A study by LEK Consulting found that US consumers aged 18 to 34 spend only 13% of their media time watching traditionally-broadcast TV. That is far behind the 32% of media time which non-millennials spending doing the same.

But, when you add in the far greater proportion of time which millennials spend watching TV through over-the-top services (20%, versus just 9% for non-millennials), the total TV viewing time across the age groups is not so different - a combined 33% of millennials' media time versus 41% of non-millennials'. That is a reduction, for sure - but it is far from the cliff-edge horror show depicted in many write-ups, and only to be expected if you consider that young people's media time is all additive rather than substitutional.
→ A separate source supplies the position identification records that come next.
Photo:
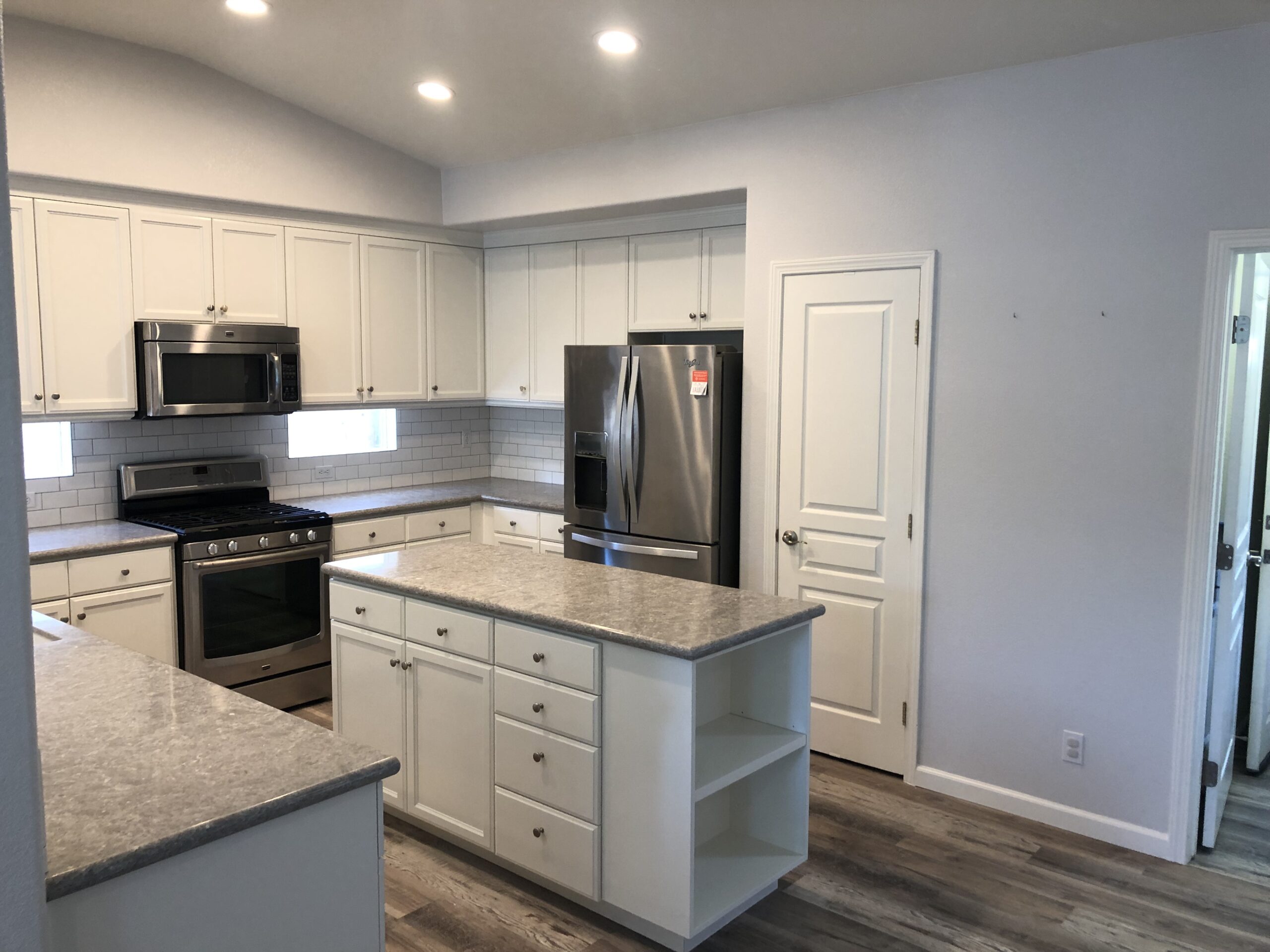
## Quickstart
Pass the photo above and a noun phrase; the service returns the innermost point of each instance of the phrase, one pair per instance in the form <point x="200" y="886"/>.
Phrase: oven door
<point x="255" y="616"/>
<point x="202" y="377"/>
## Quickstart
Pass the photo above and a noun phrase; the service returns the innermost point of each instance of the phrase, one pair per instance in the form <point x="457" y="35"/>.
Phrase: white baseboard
<point x="1065" y="818"/>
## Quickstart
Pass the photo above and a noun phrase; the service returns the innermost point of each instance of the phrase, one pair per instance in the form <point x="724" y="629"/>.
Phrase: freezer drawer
<point x="680" y="560"/>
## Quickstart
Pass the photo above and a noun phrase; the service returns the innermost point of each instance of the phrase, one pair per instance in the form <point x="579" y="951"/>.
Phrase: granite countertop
<point x="547" y="497"/>
<point x="87" y="538"/>
<point x="143" y="761"/>
<point x="654" y="612"/>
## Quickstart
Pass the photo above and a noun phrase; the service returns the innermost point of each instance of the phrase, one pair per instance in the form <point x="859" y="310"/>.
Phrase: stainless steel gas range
<point x="252" y="606"/>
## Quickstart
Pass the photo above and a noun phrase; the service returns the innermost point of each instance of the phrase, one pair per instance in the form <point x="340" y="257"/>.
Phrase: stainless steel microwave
<point x="210" y="370"/>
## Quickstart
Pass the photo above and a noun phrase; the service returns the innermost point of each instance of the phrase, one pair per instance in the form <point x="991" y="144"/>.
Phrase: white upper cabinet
<point x="250" y="270"/>
<point x="456" y="323"/>
<point x="324" y="304"/>
<point x="602" y="291"/>
<point x="83" y="258"/>
<point x="666" y="281"/>
<point x="723" y="277"/>
<point x="172" y="267"/>
<point x="553" y="316"/>
<point x="394" y="327"/>
<point x="31" y="372"/>
<point x="507" y="323"/>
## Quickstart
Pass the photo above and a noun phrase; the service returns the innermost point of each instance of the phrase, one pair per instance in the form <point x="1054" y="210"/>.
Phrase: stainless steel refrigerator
<point x="652" y="443"/>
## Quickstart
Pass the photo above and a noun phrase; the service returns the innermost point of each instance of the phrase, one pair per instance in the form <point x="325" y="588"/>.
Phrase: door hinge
<point x="1242" y="329"/>
<point x="1212" y="774"/>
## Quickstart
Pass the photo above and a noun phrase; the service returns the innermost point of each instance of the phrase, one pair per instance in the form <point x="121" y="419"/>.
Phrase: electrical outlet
<point x="1074" y="748"/>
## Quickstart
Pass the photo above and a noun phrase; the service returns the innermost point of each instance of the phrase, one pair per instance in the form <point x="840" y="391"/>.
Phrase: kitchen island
<point x="181" y="815"/>
<point x="633" y="742"/>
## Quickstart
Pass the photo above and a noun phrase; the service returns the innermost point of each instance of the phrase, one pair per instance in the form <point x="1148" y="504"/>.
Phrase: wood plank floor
<point x="892" y="869"/>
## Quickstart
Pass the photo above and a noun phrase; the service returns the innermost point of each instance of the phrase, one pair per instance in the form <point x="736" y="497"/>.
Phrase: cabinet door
<point x="250" y="266"/>
<point x="666" y="281"/>
<point x="84" y="261"/>
<point x="172" y="267"/>
<point x="553" y="316"/>
<point x="456" y="332"/>
<point x="26" y="295"/>
<point x="723" y="277"/>
<point x="602" y="291"/>
<point x="394" y="328"/>
<point x="369" y="697"/>
<point x="450" y="743"/>
<point x="324" y="301"/>
<point x="143" y="619"/>
<point x="507" y="323"/>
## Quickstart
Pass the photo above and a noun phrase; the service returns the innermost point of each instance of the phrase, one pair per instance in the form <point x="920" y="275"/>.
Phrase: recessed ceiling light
<point x="615" y="41"/>
<point x="436" y="91"/>
<point x="248" y="8"/>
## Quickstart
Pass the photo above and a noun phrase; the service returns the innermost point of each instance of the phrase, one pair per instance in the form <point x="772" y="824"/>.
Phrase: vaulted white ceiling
<point x="529" y="78"/>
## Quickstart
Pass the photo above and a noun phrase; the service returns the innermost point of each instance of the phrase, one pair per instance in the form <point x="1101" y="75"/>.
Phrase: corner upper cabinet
<point x="250" y="272"/>
<point x="507" y="323"/>
<point x="553" y="316"/>
<point x="26" y="294"/>
<point x="172" y="267"/>
<point x="456" y="323"/>
<point x="688" y="280"/>
<point x="394" y="319"/>
<point x="324" y="302"/>
<point x="84" y="264"/>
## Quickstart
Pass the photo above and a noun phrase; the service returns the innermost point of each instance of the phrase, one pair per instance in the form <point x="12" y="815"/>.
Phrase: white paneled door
<point x="849" y="398"/>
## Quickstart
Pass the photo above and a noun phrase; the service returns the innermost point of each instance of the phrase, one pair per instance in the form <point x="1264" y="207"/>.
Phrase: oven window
<point x="261" y="607"/>
<point x="215" y="379"/>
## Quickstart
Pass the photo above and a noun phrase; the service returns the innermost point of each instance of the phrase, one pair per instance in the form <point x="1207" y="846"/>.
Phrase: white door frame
<point x="925" y="262"/>
<point x="1201" y="567"/>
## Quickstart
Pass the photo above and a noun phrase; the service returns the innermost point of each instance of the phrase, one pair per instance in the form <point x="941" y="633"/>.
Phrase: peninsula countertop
<point x="676" y="617"/>
<point x="143" y="761"/>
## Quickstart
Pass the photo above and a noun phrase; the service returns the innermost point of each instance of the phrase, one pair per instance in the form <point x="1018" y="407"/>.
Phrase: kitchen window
<point x="46" y="450"/>
<point x="339" y="432"/>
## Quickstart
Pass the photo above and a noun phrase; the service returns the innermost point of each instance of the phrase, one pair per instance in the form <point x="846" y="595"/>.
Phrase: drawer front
<point x="49" y="581"/>
<point x="439" y="522"/>
<point x="365" y="608"/>
<point x="549" y="656"/>
<point x="450" y="630"/>
<point x="566" y="851"/>
<point x="556" y="771"/>
<point x="369" y="534"/>
<point x="516" y="522"/>
<point x="550" y="527"/>
<point x="541" y="704"/>
<point x="119" y="570"/>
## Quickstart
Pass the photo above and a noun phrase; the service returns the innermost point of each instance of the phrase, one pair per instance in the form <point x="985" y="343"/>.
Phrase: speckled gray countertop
<point x="51" y="543"/>
<point x="143" y="761"/>
<point x="653" y="612"/>
<point x="545" y="497"/>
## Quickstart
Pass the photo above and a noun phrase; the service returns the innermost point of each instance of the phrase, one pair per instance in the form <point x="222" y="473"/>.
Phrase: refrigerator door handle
<point x="635" y="550"/>
<point x="629" y="457"/>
In the UK, adoption of TV-viewing devices is at a historic high of 95.4% of homes, according to BARB's Establishment Survey, driven upward by use of IPTV platforms that is now rivaling even free-to-view satellite systems.
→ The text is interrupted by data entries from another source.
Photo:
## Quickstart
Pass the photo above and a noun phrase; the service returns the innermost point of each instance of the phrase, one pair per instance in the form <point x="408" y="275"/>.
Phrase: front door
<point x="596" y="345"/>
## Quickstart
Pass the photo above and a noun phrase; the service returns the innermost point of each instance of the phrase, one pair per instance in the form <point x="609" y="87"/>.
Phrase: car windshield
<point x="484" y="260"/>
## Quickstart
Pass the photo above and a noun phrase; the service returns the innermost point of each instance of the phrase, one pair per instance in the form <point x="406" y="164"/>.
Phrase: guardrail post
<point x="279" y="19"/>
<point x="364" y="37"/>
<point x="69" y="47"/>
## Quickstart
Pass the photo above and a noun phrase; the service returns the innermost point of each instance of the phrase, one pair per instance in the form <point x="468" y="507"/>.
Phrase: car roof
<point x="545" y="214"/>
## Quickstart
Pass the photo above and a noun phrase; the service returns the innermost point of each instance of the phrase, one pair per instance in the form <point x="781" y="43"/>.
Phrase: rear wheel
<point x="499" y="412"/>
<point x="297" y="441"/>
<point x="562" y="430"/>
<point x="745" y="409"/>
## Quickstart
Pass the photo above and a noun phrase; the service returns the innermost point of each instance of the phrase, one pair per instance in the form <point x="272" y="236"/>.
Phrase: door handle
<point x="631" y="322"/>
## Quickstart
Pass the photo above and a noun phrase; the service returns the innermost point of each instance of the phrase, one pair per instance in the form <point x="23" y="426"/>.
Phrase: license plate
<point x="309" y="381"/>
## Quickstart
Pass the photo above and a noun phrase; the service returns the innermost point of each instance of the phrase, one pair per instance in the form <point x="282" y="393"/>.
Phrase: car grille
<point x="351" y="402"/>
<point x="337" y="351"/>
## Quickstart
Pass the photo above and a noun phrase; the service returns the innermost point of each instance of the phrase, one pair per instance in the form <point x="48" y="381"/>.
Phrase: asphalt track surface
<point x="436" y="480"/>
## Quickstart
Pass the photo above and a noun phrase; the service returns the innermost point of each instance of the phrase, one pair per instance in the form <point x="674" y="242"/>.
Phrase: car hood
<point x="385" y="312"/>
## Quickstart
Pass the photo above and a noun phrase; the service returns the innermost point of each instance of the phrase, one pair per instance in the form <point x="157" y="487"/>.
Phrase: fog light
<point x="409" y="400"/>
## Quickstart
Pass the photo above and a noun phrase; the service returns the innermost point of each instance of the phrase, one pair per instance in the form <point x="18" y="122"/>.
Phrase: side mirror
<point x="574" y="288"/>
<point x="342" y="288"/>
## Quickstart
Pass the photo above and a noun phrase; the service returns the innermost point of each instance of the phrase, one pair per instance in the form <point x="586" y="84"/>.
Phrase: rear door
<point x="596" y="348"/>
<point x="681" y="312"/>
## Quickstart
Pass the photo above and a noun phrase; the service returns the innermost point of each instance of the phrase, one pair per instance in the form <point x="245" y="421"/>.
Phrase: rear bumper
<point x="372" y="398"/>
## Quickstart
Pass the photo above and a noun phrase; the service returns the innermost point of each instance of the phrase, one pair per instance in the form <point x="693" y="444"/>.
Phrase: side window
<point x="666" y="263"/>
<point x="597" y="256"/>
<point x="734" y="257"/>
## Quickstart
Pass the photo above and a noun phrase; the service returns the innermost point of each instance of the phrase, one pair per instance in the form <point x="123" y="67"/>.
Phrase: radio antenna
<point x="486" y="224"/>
TNS viewer data from Scandinavia, one of the world's most advanced digital markets, shows that daily viewing of TV shows has significantly increased, not decreased, thanks to new mobile, tablet and TV-connected devices.

Traditional TV - or rather, the high-quality content it gives everyone, including millennials - is enduring, no matter what platform it is delivered on.

For all the bluster of about new internet services, even video services, they actually occupy a tiny fragment of total media consumption. Data shows that, when consumers have connected TV sets, it is main broadcaster content - over and above either YouTube clips or Netflix shows - that they consume most of all. Short-form video accounts for just 3% of the total UK viewing time, according to number-crunching by Enders Analysis in 2015.

Even when you take account of some of the very biggest of internet video sensations, it is clear that their popularity pales in comparison to TV hits. For instance, the season-opener episode alone of Downton Abbey got almost 20 times the viewer base that Zoella, a British YouTube sensation, clocked in a whole three months.

For sure, TV viewing is changing a lot. But all the data I have seen suggests TV total viewing remains stable at an average of around five hours a day per viewer - it is just overlooked by today's TV measurement standards.

So, don't believe the tech giants when they tell you TV is dead. Each of them has a vested interest in beating down TV a notch or two - whilst nevertheless launching video and TV products to compete for TV advertiser spending.

Later this year, the truth is likely to be known. In the US, Nielsen will launch is delayed Total Audience Ratings system, giving everyone accurate data about the new cross-platform TV reality - and soothing ad buyers worried by freefalling (and misleading) analogue-only numbers. And the UK's BARB will also combine analogue and online data into a single metric, offering a holistic and more nuanced view into actual consumption.

TV's bubble isn't bursting - but the myth of its digital demise soon will be.